L'équipe économique estime que le projet augmentera l'insuffisance financière des systèmes de sécurité sociale de 3 milliards de reais par an. Selon les calculs du ministère de la Sécurité sociale, l'impact est de 99 milliards de reais, en considérant l'Union, les États, le District fédéral et les municipalités.
À la fin du mois dernier, la Commission des Affaires Sociales (CAS) a également approuvé le projet de loi qui augmente le salaire minimum des médecins et chirurgiens-dentistes à 13 600 R$ pour une semaine de travail de 20 heures.
L’estimation prévoit une augmentation des dépenses de l’Union de 8,4 milliards de reais par an, sans compter les États, les municipalités et le réseau Ebserh.
Le texte a été approuvé définitivement et sera transmis directement à la Chambre des députés, s'il n'y a pas une demande signée par au moins neuf sénateurs pour porter l'affaire en plénière.
Impact sur la Chambre
La pression imposée par le Sénat sur le gouvernement génère déjà des répercussions à la Chambre.
L'approbation des « agendas de la bombe » et l'incertitude quant à l'avancement du PEC 6x1, déjà approuvé par les députés, ont conduit le gouvernement à maintenir la pression sur le Congrès pour qu'il prenne position.
La voie trouvée a été de maintenir l'urgence constitutionnelle du projet présenté par l'Exécutif qui porte sur la réduction du temps de travail et qui bloque l'ordre du jour de la Chambre.
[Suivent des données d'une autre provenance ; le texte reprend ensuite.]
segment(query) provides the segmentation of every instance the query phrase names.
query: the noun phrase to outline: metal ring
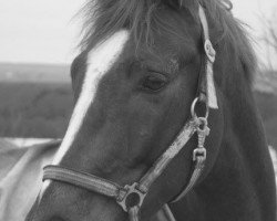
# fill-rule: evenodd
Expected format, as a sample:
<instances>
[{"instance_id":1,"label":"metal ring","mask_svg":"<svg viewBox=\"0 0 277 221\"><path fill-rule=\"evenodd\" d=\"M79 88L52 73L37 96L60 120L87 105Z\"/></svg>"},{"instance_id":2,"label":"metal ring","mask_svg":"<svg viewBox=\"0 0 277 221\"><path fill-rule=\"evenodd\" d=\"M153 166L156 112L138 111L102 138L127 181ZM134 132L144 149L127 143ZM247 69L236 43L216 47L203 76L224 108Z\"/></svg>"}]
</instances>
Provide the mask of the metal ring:
<instances>
[{"instance_id":1,"label":"metal ring","mask_svg":"<svg viewBox=\"0 0 277 221\"><path fill-rule=\"evenodd\" d=\"M198 118L198 116L197 116L197 114L196 114L196 112L195 112L195 106L196 106L196 104L199 102L199 97L196 97L194 101L193 101L193 104L192 104L192 107L191 107L191 114L192 114L192 117L195 119L195 118ZM207 119L208 118L208 114L209 114L209 112L208 112L208 106L207 106L207 104L205 104L205 106L206 106L206 114L205 114L205 119Z\"/></svg>"}]
</instances>

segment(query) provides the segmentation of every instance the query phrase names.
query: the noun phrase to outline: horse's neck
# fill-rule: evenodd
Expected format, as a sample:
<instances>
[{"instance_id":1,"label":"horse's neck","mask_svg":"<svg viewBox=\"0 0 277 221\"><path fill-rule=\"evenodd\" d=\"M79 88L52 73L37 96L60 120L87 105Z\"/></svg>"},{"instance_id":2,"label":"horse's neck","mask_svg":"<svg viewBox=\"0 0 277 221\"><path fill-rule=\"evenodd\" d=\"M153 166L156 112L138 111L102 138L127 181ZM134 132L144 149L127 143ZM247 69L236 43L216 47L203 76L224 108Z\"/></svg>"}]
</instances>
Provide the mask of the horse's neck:
<instances>
[{"instance_id":1,"label":"horse's neck","mask_svg":"<svg viewBox=\"0 0 277 221\"><path fill-rule=\"evenodd\" d=\"M225 107L225 133L213 170L175 206L182 211L177 220L276 220L273 165L252 92L244 90Z\"/></svg>"}]
</instances>

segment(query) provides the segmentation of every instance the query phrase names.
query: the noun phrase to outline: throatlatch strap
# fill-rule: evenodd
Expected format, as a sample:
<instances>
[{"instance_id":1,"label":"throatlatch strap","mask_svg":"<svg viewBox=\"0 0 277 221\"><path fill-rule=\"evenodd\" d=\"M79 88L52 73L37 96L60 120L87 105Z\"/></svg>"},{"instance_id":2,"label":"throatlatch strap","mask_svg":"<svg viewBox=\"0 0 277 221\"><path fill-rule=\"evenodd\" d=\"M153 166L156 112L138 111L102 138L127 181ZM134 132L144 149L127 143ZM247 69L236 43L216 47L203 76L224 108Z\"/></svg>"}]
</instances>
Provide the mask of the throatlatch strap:
<instances>
[{"instance_id":1,"label":"throatlatch strap","mask_svg":"<svg viewBox=\"0 0 277 221\"><path fill-rule=\"evenodd\" d=\"M218 109L215 82L214 82L214 71L213 71L216 52L209 40L207 18L204 12L204 9L201 6L199 6L199 19L203 28L204 50L206 54L204 61L205 76L201 80L199 98L202 102L206 102L209 108Z\"/></svg>"}]
</instances>

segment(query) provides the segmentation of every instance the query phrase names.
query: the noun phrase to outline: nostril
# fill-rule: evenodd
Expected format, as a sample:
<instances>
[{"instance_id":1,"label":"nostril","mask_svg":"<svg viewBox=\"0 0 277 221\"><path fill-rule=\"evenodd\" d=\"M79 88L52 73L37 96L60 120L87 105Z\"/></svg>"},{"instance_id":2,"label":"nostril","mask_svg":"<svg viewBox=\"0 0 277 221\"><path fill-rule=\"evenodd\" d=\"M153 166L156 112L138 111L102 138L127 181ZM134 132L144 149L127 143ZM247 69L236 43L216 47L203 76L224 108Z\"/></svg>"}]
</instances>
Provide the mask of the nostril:
<instances>
[{"instance_id":1,"label":"nostril","mask_svg":"<svg viewBox=\"0 0 277 221\"><path fill-rule=\"evenodd\" d=\"M62 219L62 218L60 218L60 217L52 217L51 219L50 219L50 221L66 221L66 220L64 220L64 219Z\"/></svg>"}]
</instances>

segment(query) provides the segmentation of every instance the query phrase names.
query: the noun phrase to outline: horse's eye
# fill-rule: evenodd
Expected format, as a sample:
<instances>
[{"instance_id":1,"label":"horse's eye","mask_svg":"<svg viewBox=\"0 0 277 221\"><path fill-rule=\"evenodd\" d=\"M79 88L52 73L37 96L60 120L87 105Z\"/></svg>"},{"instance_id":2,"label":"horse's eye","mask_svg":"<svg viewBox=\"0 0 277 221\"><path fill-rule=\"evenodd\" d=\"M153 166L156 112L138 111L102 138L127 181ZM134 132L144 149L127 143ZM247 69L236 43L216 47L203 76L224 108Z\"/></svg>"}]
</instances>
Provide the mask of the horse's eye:
<instances>
[{"instance_id":1,"label":"horse's eye","mask_svg":"<svg viewBox=\"0 0 277 221\"><path fill-rule=\"evenodd\" d=\"M146 76L143 82L142 86L145 90L150 90L153 92L157 92L162 90L167 83L167 78L163 74L152 73L152 75Z\"/></svg>"}]
</instances>

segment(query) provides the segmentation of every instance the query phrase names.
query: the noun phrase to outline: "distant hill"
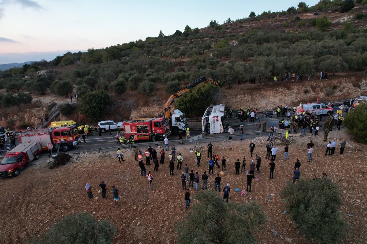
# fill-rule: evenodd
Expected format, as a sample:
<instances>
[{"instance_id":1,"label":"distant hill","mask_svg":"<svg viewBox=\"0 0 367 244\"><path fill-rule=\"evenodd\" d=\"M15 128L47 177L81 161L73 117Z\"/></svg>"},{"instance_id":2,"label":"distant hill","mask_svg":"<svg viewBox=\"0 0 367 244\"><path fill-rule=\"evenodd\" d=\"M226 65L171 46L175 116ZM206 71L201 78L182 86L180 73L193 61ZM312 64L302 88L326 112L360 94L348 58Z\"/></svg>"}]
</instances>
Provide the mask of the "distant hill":
<instances>
[{"instance_id":1,"label":"distant hill","mask_svg":"<svg viewBox=\"0 0 367 244\"><path fill-rule=\"evenodd\" d=\"M36 61L28 61L27 62L25 62L24 63L7 63L5 64L0 64L0 70L8 70L10 69L11 69L12 68L14 68L14 67L17 68L21 67L26 64L30 64L32 63L34 63Z\"/></svg>"}]
</instances>

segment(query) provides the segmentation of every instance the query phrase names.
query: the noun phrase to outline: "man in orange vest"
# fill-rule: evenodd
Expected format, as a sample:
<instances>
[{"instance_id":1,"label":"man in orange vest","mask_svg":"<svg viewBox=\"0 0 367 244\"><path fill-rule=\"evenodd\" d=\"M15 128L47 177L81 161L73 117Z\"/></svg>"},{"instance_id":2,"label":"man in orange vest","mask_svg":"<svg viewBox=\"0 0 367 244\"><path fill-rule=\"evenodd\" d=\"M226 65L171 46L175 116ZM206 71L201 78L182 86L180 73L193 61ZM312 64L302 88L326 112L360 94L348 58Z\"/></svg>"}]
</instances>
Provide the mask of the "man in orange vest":
<instances>
[{"instance_id":1,"label":"man in orange vest","mask_svg":"<svg viewBox=\"0 0 367 244\"><path fill-rule=\"evenodd\" d=\"M146 162L145 162L146 165L150 165L150 154L149 152L149 151L147 149L145 150L145 152L144 154L145 155L145 157L146 159Z\"/></svg>"}]
</instances>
Cette mesure a déplu au président de la Chambre, Hugo Motta (Republicanos-PB), avec qui le président Lula avait renforcé ses relations ces dernières semaines.
Dans un accord conclu en mai, l'idée était que le projet du gouvernement porterait sur la réduction du temps de travail pour des carrières spécifiques, comme celles des professionnels de la sécurité, des professionnels de la santé, entre autres.
Mais avec l'avancée du programme explosif de renégociation des dettes rurales, le gouvernement estimait que la force du groupe ruraliste ferait également pression sur Motta pour qu'il approuve la mesure à la Chambre. L’évaluation a donc été qu’il était préférable de garder l’ordre du jour verrouillé.
Cependant, face au refus du gouvernement de retirer l'urgence, Motta a décidé d'adopter sa propre manœuvre pour se sortir des cordes :
La stratégie est de voter sur le projet qui est actuellement à l'ordre du jour, mais en adaptant le texte au contenu de la PEC déjà approuvée par les députés.
L'objectif est de débloquer les votes et de tenter de permettre l'analyse de textes tels que le Cadre Légal de l'Intelligence Artificielle et l'augmentation du plafond de facturation des Microentrepreneurs Individuels.
Motta a donc placé le projet envoyé par le gouvernement et qui est soumis au vote à la Chambre comme seul point à l'ordre du jour de la Chambre pour la semaine prochaine.
Le vote se fera en séances hybrides, puisque les députés sont déjà mobilisés dans leurs bases pour les élections et les festivités de juin, très fortes dans le Nord-Est.
Les alliés pensent que Motta essaie de maintenir sa visibilité avant les vacances. On s’attend à un deuxième semestre vide, ce qui serait rendu impossible par une session plénière avec un ordre du jour verrouillé et sans votes.